Millennials and Generation Z (aka Generation Woke) are "spending powerhouses that are forcing brands to reimagine their marketing approaches and strategies." ("Measuring Brand Impact," WWD, Sept. 20, 2019.) Gen Z alone represents approximately $150 billion of spending power in United States and by 2020 is expected to make up 40% of consumers worldwide. "The ‘Woke’ Squad Says #DoYourThing," WWD, Sept. 17, 2019.

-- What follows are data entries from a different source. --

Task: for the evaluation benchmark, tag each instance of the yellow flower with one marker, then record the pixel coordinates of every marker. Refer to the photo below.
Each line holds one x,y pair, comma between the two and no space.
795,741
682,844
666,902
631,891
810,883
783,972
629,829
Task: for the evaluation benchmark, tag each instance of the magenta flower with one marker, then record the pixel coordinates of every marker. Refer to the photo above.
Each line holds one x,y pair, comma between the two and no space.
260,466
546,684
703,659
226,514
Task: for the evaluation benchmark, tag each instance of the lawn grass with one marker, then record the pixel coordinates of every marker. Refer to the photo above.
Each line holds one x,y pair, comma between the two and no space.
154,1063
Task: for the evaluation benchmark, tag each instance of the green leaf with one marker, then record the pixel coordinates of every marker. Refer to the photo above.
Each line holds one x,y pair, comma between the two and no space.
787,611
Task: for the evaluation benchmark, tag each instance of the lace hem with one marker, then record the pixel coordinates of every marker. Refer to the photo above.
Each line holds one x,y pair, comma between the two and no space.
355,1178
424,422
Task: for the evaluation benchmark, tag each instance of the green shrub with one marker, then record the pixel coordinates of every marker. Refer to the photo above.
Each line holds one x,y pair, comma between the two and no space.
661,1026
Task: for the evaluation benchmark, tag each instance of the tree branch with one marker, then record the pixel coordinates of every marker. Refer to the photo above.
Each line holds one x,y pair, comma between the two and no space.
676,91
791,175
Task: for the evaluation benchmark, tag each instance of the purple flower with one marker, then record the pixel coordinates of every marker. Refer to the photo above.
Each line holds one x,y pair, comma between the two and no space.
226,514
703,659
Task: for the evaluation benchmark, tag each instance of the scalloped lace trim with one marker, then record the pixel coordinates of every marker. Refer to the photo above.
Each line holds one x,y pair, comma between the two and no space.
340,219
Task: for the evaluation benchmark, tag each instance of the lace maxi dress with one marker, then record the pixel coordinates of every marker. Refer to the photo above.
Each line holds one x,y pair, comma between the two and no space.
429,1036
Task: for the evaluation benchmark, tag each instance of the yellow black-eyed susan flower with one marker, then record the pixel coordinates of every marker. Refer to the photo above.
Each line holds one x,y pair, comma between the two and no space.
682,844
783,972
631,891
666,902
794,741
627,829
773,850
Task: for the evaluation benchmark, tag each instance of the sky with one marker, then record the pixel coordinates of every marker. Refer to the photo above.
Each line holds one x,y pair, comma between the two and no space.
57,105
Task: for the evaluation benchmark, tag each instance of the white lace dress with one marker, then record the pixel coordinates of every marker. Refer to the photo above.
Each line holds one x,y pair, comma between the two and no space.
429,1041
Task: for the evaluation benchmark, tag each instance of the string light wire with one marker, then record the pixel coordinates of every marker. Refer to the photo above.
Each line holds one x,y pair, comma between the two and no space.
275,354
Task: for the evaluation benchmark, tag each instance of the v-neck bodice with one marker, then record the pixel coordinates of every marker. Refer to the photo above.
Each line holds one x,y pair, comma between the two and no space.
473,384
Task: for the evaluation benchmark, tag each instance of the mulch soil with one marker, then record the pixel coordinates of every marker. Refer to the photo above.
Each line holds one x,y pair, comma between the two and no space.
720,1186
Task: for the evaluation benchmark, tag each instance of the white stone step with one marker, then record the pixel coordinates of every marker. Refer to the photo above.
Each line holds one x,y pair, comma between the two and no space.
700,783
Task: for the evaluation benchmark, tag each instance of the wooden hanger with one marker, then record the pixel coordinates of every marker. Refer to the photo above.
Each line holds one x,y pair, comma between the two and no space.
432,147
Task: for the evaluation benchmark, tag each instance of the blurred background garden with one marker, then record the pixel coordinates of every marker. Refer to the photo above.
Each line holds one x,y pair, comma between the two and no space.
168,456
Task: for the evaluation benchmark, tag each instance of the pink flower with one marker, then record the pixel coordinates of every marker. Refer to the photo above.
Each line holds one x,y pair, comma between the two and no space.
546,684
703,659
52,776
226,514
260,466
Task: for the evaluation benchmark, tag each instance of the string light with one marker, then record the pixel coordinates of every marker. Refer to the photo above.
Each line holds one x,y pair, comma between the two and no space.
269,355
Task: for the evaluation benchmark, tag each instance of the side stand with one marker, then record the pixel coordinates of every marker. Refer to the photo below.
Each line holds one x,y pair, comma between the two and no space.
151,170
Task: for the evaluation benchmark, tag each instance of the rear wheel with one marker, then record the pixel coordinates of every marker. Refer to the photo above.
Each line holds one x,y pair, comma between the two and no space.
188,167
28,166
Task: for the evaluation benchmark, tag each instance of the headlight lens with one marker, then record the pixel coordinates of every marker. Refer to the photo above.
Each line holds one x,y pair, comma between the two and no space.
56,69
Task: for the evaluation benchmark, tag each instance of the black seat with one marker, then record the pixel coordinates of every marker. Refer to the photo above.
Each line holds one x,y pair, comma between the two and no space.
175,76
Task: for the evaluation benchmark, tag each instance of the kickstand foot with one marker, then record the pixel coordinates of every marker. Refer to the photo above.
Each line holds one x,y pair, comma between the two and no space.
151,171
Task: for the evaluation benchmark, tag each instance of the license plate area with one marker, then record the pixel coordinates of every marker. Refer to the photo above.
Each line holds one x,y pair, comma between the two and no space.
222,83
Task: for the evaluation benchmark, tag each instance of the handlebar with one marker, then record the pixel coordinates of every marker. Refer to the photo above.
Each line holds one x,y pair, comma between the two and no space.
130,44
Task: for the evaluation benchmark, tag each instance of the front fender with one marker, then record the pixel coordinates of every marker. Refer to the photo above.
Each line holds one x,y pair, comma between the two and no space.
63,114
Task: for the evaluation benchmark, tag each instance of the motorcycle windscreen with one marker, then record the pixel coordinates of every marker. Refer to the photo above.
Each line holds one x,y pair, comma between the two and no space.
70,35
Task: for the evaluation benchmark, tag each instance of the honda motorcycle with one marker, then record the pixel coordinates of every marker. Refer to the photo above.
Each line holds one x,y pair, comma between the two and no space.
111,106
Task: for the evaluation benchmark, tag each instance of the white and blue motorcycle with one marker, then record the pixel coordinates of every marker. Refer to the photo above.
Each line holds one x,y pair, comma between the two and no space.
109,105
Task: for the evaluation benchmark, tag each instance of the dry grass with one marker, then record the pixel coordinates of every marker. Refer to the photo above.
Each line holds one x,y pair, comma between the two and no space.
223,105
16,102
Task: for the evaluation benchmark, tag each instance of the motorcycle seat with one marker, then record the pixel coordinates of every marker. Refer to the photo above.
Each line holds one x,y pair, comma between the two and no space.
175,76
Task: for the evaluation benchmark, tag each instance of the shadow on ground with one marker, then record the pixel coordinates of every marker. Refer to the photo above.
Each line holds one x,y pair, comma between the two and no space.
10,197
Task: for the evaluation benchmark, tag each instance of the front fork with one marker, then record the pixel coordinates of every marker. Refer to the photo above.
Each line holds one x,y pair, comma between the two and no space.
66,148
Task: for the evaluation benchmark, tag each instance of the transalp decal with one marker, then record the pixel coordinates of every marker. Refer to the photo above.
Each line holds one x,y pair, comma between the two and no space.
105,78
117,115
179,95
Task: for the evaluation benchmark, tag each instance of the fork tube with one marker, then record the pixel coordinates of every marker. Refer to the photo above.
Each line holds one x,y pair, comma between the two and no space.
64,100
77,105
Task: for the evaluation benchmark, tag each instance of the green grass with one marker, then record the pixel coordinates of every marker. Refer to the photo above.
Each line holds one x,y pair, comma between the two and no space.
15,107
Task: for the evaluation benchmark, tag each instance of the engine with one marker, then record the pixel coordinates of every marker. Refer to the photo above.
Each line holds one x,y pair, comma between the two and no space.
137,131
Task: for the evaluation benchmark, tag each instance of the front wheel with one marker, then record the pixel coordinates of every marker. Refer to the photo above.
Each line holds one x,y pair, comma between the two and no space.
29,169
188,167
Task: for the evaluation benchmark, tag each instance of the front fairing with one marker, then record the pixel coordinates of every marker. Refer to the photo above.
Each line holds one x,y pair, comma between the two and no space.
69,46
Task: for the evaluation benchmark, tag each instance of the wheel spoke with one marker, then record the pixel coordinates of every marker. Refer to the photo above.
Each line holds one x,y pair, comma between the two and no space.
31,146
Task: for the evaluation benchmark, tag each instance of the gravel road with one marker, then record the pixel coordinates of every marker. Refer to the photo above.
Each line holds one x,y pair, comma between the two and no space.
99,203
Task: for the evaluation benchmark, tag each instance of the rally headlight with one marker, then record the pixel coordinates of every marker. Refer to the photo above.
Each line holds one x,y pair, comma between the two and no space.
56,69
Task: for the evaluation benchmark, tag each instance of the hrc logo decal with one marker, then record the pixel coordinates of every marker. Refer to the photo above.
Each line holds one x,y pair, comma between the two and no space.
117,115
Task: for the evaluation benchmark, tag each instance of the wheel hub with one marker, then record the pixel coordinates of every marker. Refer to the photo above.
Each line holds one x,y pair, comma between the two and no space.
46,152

These spenders vote with their wallets and are sharply focused on social and political issues. Significantly, they are loyal to brands that are aligned with their views and their desire to speak up and make a difference. More than just sustainability, this group cares about #MeToo, #BlackLivesMatter, #GunControl, and beyond. Brands are taking note:

  • Patagonia made an effort to disassociate the “Power Vest” with Wall Street firms and is now focusing on "mission-driven companies that prioritize the planet."
  • Nike used Colin Kaepernick in one of the most talked-about ad campaigns of recent years to highlight taking a stand for what you believe in and later this year it walked the walk—when
  • Kaepernick took issue with the Fourth of July release of the Betsy Ross flag edition sneakers, Nike listened and pulled them.
  • Gucci supported gun control by donating to March for Our Lives.
  • Levi’s stood up for gun control and publicly stated "it’s inevitable we’re going to alienate some consumers but we can no longer sit on the sidelines and remain silent on this issue."
  • Procter & Gamble donated $529,000 to the U.S. Women’ National Soccer Team to close the pay gap between men’s and women’s national teams.
  • Kim Kardashian responded immediately to backlash over her Kimono brand’s insensitivity to Japanese culture and changed the name.
  • TOMS and Bombas are startup brands built on a foundation of giving back. Each advertises itself as a "one-for-one" company, matching units sold with units donated to those in need. The popularity of these brands that “give back” is one way consumers are taking an active role in social responsibility.

Id. Although some of these branding and marketing efforts might seem to have a polarizing effect, each of the illustrations above highlights two major factors contributing to brand strength: (1) consumers are investing in brands that are speaking up and taking a stand, and (2) brands are listening to and reacting to consumers’ voices.

The Takeaway

Brands and investment professionals—and the lawyers representing them—must embrace the importance of CSR. It is a critical metric for measuring brand value on either side of the transaction table, and therefore needs to be carefully considered by the brands and the professionals guiding brands through marketing and communications, mergers and acquisitions, exits, expansion, and investments. In the investment world, in particular, CSR is like the 12th man—it is making noise, it heavily influences the game, and it is certainly here to stay.

Christiane Schuman Campbell is a partner at Duane Morris and serves as a team lead for the fashion, retail and consumer branded products industry group. Nanette C. Heide is also a partner at the firm and serves as co-chair of the private equity group and senior advisor to the fashion, retail and consumer branded products industry group.